Celebrating Light – Pocket Rocket House by Timmins and Whyte Architecture and Design
Focusing on natural light and emphasising the narrow, slight profile of the traditional terrace house a feature to celebrate, Pocket Rocket House challenges the conventional renovation of this typology. Timmins and Whyte Architecture and Design combine efficiency and curation to propose the resulting light-filled home, transforming the experience from within.
Set amongst a familiar scene in inner Melbourne in Richmond, Pocket Rocket House sees the re-carving of a traditional narrow terrace into a contemporary and open family home. Previously part of a row of identical homes along the street, the terrace’s original façade and planning mirrored its neighbours while it had also been the recipient of additions over time.

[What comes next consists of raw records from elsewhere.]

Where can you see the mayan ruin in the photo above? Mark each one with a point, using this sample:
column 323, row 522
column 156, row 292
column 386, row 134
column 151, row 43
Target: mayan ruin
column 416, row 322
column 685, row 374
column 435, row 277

Although the intent of the additions was to add valuable space, their positioning and solid nature resulted in blocking access to natural light and the transition between inside and out. Timmins and Whyte Architecture and Design use this as the impetus for the brief, replanning the home to bring sunlight inwards, connect the interior with the outdoors and make the overall home more functional and effective for its inhabitants.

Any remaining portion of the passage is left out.